You can always come back
but you can’t come back all the way
— Bob Dylan, “Mississippi”
I’m walking along with Summer Lee, a progressive democrat running for state representative of District 34 of Allegheny County in Pittsburgh. Lee and I are walking through Homestead, an area I’ve lived in or around and worked in or around most of my life. We are collecting signatures to get Lee on the ballot for the upcoming primary; people are generally supportive, though having worked the Homestead field office for Obama ’08, I know that many of the residents here are rightfully wary of any and all things political. Homestead is a town that lost its world-famous steel mill in the 80’s and has been resisting gentrification ever since.
We’re talking to some folks at a bus stop on the corner of 8th and Anne, in front of a credit union which has changed hands a few times and is only notable for having a red ticker which poorly displays the temperature. Today is it 342 degrees outside. Next to us a Valero gas station where they’ll sell you a cigarette for fifty cents; across from us is a check cashing place where I used to buy greyhound tickets in cash because I was paranoid my probation officer could trace if I used a card.

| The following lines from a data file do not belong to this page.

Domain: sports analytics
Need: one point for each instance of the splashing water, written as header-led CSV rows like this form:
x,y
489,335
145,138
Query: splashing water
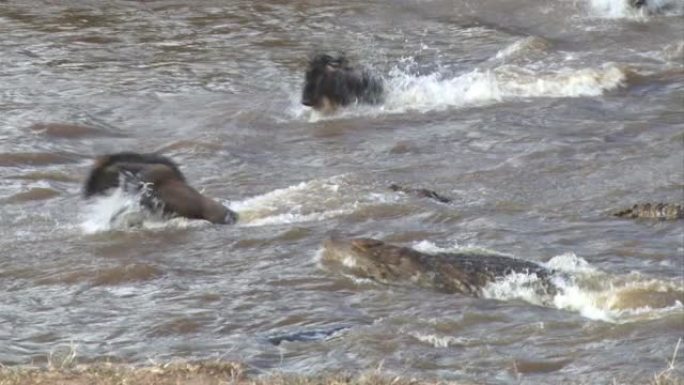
x,y
406,91
584,289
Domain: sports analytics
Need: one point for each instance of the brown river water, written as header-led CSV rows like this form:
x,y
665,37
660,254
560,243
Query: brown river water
x,y
538,117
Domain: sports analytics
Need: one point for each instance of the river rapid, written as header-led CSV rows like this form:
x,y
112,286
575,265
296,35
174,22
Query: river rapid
x,y
539,118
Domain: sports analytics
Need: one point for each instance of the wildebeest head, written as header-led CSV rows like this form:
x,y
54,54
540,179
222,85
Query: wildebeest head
x,y
160,183
321,83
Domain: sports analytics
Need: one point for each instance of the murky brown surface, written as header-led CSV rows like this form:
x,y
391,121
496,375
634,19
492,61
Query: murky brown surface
x,y
539,119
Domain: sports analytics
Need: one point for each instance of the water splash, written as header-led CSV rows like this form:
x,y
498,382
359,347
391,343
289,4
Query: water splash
x,y
121,210
407,91
584,289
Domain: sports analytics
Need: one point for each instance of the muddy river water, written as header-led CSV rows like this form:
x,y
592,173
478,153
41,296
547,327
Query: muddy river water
x,y
539,118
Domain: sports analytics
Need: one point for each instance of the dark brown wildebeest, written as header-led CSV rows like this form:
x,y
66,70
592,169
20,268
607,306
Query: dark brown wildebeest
x,y
162,186
331,82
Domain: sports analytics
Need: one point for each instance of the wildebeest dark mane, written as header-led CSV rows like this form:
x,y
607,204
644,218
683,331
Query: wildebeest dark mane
x,y
101,177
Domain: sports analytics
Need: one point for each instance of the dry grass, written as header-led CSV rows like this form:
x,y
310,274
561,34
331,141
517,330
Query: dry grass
x,y
668,376
63,370
204,373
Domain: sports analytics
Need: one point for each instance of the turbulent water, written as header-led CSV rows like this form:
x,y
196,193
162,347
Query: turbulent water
x,y
538,118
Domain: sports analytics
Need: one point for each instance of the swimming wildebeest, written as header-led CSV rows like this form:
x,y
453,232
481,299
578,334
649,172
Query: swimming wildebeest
x,y
664,211
465,273
655,7
420,192
331,82
162,186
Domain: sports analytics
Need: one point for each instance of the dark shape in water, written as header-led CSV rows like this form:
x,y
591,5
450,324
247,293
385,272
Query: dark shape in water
x,y
465,273
306,335
163,186
655,7
420,192
331,82
663,211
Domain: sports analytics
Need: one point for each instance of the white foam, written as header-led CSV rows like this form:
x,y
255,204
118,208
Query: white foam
x,y
592,293
314,200
440,341
523,47
406,91
122,211
582,288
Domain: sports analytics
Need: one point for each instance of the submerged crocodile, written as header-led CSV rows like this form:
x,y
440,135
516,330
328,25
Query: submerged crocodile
x,y
665,211
465,273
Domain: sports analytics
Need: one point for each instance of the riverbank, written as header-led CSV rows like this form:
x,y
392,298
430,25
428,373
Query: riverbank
x,y
219,373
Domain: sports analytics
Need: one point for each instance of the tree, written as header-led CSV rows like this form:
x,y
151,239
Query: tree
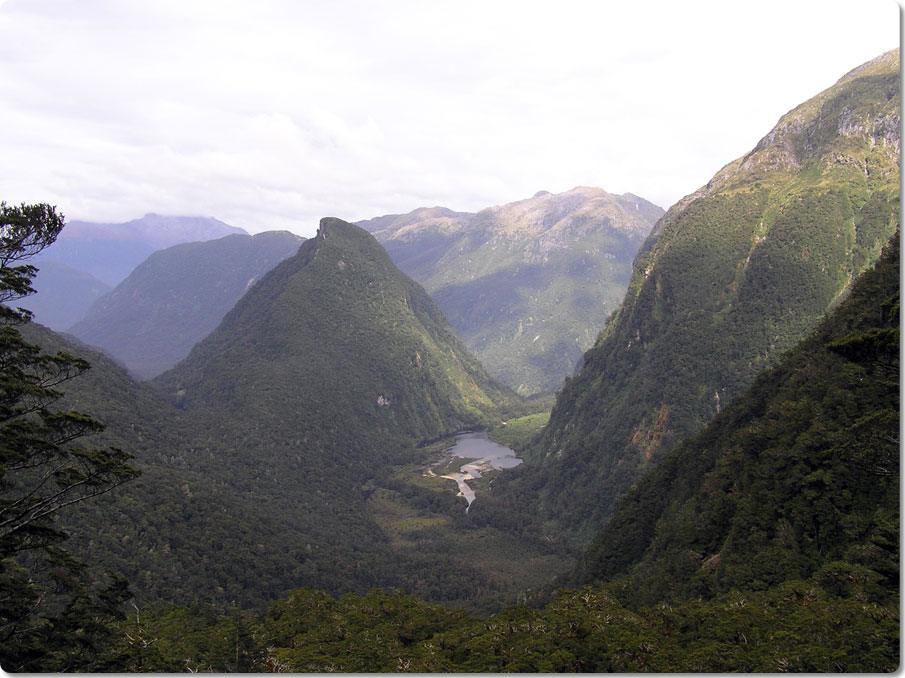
x,y
45,594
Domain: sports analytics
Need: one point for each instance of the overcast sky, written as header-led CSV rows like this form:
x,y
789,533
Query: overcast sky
x,y
272,114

We get a few signatures, but one man is holding out. He sits on a bench, decorated with a then ten-year old advertisement for the album Lie Down in Light by Bonnie “Prince” Billy: a graphic of a man in purple wrestling trunks putting some sort of mothman / angel / fairy thing in a headlock. The man who doesn’t want to give a signature says he can’t vote. We explain that he doesn’t need that ability to provide his signature; this is just a collection of citizens who think Summer Lee should be allowed to run for the state rep position at all.
“Yeah but what’s that mean to me?” The man says. “I can’t vote.”
“I understand,” Lee says. “May I ask why?”
“I’m a felon,” the man says, as flat and as sharp as a knife. It is a statement delivered in a way as to end any discussion on the matter. I know because I’ve said it many times for the same purpose.